Sunday, November 13, 2005

Hi, My Name is: Ron Swayze

While traveling on the Trans-Canada highway with C, we saw nature's wonder in great abundance. We encountered the living, breathing niceness that seems to be the hallmark of what it is to be Canadian. We drove through flurries of snow, forests, rock cuts, and limitless flatness. But the thing that sticks out in my mind isn't all that. It's Ron, a welder's assistant on the gas line running near Swift Current.

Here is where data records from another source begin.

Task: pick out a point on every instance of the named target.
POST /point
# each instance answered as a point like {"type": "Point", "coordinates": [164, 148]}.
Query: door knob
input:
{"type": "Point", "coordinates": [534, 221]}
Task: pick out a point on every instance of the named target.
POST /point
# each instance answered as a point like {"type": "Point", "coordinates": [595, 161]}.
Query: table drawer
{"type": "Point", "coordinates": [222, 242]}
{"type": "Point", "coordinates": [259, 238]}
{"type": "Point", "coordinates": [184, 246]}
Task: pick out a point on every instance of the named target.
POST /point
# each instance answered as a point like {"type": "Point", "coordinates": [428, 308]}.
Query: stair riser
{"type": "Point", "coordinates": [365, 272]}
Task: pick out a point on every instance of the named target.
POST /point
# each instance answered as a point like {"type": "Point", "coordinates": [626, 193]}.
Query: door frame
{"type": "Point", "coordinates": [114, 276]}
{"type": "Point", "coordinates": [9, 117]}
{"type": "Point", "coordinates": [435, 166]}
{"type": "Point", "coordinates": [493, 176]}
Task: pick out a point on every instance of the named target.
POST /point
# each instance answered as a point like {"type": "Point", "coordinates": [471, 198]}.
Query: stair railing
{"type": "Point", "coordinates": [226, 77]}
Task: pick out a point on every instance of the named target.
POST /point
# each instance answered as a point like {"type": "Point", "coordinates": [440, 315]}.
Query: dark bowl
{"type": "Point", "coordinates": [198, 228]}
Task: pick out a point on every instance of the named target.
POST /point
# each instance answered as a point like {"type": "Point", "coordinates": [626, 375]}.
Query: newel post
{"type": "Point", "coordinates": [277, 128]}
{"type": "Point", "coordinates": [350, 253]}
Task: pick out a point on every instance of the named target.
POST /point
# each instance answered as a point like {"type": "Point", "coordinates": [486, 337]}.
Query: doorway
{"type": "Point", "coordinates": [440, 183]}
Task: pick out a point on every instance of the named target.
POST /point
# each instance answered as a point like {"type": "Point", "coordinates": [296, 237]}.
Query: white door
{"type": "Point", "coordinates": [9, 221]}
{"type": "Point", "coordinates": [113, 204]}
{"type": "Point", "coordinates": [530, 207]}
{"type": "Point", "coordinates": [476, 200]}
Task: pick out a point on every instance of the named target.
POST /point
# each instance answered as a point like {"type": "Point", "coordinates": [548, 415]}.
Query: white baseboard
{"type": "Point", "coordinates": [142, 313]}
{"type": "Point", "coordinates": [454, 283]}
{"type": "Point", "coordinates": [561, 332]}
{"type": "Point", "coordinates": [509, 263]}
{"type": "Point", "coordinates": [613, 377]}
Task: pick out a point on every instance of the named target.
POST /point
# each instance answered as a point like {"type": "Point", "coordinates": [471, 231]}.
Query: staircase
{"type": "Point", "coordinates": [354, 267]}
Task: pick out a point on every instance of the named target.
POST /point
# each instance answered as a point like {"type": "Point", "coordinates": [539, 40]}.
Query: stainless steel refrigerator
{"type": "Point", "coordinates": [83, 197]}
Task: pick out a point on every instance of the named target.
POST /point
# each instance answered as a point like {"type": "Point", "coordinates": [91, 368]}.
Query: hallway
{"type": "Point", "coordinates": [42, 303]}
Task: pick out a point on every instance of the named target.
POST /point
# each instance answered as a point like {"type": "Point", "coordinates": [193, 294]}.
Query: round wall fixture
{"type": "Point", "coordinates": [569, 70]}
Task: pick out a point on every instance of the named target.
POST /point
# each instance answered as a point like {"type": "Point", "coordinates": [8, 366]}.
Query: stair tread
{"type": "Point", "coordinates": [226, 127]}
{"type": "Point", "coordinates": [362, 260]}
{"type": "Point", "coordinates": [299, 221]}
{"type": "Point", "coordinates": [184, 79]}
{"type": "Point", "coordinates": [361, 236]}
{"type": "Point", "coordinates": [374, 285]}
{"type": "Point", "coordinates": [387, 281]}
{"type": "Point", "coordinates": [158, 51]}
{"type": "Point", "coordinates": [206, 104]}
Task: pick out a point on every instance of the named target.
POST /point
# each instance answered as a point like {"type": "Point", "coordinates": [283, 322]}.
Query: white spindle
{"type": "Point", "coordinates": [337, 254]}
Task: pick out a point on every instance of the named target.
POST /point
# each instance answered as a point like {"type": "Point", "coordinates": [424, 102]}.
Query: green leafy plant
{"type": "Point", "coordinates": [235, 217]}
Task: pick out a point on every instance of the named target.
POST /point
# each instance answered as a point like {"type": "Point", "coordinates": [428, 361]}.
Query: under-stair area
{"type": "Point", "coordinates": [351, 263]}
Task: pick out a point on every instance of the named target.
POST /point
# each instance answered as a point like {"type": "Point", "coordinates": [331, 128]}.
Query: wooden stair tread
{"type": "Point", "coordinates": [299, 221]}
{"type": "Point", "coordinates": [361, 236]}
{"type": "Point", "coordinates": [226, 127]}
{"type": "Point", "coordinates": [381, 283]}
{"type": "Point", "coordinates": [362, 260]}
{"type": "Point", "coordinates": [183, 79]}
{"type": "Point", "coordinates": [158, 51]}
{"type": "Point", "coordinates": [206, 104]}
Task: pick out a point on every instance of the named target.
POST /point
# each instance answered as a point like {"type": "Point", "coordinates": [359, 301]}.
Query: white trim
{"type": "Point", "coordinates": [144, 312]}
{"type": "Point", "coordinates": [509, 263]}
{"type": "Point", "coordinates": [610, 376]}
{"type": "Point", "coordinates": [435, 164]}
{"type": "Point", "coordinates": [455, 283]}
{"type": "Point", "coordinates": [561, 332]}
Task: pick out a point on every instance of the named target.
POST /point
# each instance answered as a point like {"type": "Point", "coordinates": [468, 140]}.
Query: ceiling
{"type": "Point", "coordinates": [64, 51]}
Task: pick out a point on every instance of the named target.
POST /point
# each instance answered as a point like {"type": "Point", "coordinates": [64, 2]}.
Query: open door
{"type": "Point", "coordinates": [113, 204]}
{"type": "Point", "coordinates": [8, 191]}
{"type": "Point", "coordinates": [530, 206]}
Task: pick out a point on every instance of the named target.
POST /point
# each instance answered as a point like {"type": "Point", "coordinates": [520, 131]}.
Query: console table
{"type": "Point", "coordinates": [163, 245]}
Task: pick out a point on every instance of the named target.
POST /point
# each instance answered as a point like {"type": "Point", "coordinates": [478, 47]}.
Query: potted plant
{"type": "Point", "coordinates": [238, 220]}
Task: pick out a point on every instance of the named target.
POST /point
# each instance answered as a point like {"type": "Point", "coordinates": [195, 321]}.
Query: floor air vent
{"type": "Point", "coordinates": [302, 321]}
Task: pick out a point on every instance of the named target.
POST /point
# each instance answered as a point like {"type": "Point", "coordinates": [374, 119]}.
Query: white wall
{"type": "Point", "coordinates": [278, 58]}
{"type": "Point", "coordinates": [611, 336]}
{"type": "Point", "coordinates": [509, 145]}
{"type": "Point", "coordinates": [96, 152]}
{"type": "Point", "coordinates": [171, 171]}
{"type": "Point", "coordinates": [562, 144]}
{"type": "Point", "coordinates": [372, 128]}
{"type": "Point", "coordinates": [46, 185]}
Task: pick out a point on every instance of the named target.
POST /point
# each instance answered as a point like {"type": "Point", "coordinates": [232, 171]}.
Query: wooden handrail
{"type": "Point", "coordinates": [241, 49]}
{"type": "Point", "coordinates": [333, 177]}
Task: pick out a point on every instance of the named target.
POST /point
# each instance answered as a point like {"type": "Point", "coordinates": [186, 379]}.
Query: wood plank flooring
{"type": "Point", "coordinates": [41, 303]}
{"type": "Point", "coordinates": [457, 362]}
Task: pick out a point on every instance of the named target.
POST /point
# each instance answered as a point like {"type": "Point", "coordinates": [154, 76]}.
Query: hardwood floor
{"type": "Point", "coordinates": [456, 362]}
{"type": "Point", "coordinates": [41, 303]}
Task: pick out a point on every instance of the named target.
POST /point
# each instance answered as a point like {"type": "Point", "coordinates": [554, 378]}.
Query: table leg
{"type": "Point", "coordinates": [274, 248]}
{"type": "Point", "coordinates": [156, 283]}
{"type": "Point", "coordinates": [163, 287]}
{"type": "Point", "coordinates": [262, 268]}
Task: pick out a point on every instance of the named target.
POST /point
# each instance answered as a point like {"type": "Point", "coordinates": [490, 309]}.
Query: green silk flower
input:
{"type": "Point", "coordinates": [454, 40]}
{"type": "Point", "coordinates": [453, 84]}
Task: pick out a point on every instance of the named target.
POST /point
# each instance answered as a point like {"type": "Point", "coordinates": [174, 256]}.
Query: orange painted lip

In what we thought was an abandoned Travelodge, while soaking in a hot tub with some Steam Whistles we imported from Ontario, a pot-bellied Teddy Bear drove up in his truck, came into the pool area, pulled off his clothes, and jumped in with us. We became fast friends, and soon learned he was employed in the hard-knock life of the pipeline. He made a hospital's ER sound akin to a walk in the park when describing his occupation; he painted a portrait of a man being paid to flirt with danger 12 hours a day. We were duly impressed.

As with all initial contact between males, it turned out to be macho posing. After a while, the truth materialised; replacing the portrait of a roughneck pioneer in the wilderness of the Prairies, was a Lite Brite sketch of coffee breaks and extended periods of slacking off. . .in the wilderness of the Prairies. . .far from a supervisor. The only thing consistent with his original portrayal was the extremely good pay. But such is bonding between males: first, it's how tough your life is; then, it's how much easier, sweeter, it is. I do it myself.

From out of nowhere two pre-teen boys materialized and began romping in the pool. The presence of young, impressionable ears took none of the colour out of Ron's stories; he was just getting warmed up. He had just begun to elaborate on his statement:

R: "Roadhouse is pretty much my favourite movie, because I lived it every day back in the late 90's."

We had to know more.

R: "My first night bouncing at my buddy's bar, this Indian lady picked a fight with another lady--white lady--and I thought 'Cool! Cat fight!'. But they wouldn't stop, and it was getting out of hand. I told the Indian lady--she was lying on the floor--that she had to leave, but she could come back tomorrow. I was bent over her, and she grabbed my hair and told me to 'Fuck off!', you know."

The two boys overheard this and started to giggle and whisper.

R: ". . .and she wouldn't let go. I didn't know what to do. My boss came over and said, 'You let go off his hair and get the fuck out, and I'm not going to ask twice!' Then he just took his steel-toed workboot and kicked her in the cunt."

Yes. He dropped the 'c' bomb. Like it was no different from an "if" or "but".
R had a big grin on his face.
The boys looked horrified; all splashing had stopped.

Chris and I nodded appreciatively; any man who skips pussy, vag, clam, hair taco, 'the pink', and twat in the company of relative strangers is a man we could learn a thing or two from. What we now had to come to terms with was that everything R knew about life and living he learned from this man. . .

2 comments:

B said...

No, that's one hundred percent Ron.
They grows'em up nice and classy in the sticks.

Anonymous said...

Yikes! I always have loved "the big city" with good reason. This ape of a man reaffirms my love for Tronna in a HUGE way.